Cancer cells don't announce themselves in blood
For generations, the blood draw has served as medicine's most accessible window into the body's hidden life — and now researchers are asking whether it might also become a window into cancer's earliest stirrings. The answer, as of today, is a cautious not yet: blood tests can raise suspicion, track known disease, and illuminate certain cancers of the blood itself, but they cannot yet stand alone as a reliable diagnosis for most solid tumors.
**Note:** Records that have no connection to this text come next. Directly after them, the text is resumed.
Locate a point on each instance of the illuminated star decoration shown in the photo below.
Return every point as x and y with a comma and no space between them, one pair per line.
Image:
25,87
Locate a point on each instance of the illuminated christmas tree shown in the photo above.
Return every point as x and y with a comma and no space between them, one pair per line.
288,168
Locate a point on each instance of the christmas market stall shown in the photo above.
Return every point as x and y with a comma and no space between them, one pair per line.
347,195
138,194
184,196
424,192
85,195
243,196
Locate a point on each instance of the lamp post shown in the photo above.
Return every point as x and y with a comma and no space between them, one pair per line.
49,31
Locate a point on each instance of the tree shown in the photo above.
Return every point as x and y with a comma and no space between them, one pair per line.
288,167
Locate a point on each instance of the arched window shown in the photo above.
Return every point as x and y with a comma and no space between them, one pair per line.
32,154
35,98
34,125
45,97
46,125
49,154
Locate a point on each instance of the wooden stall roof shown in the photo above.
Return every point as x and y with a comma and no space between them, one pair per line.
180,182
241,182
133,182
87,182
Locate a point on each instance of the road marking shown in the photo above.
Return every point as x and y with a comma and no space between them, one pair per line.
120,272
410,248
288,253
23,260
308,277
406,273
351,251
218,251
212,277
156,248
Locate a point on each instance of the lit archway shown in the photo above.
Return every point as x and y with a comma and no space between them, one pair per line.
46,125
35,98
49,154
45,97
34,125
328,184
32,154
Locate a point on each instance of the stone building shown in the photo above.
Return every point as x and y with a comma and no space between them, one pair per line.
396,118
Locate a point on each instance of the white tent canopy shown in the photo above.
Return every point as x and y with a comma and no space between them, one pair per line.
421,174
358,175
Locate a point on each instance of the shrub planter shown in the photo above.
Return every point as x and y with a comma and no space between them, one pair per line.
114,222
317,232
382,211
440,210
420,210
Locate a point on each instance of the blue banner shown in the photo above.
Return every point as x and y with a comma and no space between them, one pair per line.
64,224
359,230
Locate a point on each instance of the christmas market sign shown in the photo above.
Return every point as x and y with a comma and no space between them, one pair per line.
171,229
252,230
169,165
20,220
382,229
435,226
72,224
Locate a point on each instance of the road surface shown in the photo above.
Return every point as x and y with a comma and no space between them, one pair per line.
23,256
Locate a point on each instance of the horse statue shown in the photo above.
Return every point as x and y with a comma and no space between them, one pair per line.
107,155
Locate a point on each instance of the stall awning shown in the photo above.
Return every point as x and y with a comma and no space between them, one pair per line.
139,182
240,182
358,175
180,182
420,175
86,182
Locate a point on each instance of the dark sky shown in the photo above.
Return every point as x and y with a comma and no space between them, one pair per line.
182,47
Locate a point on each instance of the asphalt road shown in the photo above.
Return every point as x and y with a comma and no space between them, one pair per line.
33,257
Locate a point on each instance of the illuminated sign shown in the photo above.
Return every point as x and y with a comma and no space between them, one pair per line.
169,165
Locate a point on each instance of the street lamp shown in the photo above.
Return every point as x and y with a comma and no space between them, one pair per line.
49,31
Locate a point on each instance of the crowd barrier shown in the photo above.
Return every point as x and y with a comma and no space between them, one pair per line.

What is emerging, through the study of circulating tumor DNA and other molecular traces cancer leaves behind, is a science still in formation — promising enough to sustain serious effort, humble enough to resist premature certainty.
- The gap between what patients hope blood tests can do and what they can actually deliver remains wide — most cancers still require biopsies or imaging to confirm what a blood draw can only suggest.
- Tumor markers like prostate-specific antigen can flag a problem, but infections, inflammation, and even exercise can mimic the same signals, forcing doctors into rounds of additional testing before any conclusion is safe.
- Circulating tumor cells offer a way to monitor cancer already in progress, but they typically appear only after disease has spread — arriving too late to fulfill the promise of early detection.
- Circulating tumor DNA is now the most active frontier, with 2025 trials tracking hundreds of patients across colon and lung cancers, and one test claiming to detect over fifty cancer types — though expert skepticism about real-world performance persists.
- The field is advancing in measured steps: each trial adds a piece, each new marker narrows the uncertainty, and the trajectory points toward a future diagnostic tool that does not yet exist but grows less hypothetical each year.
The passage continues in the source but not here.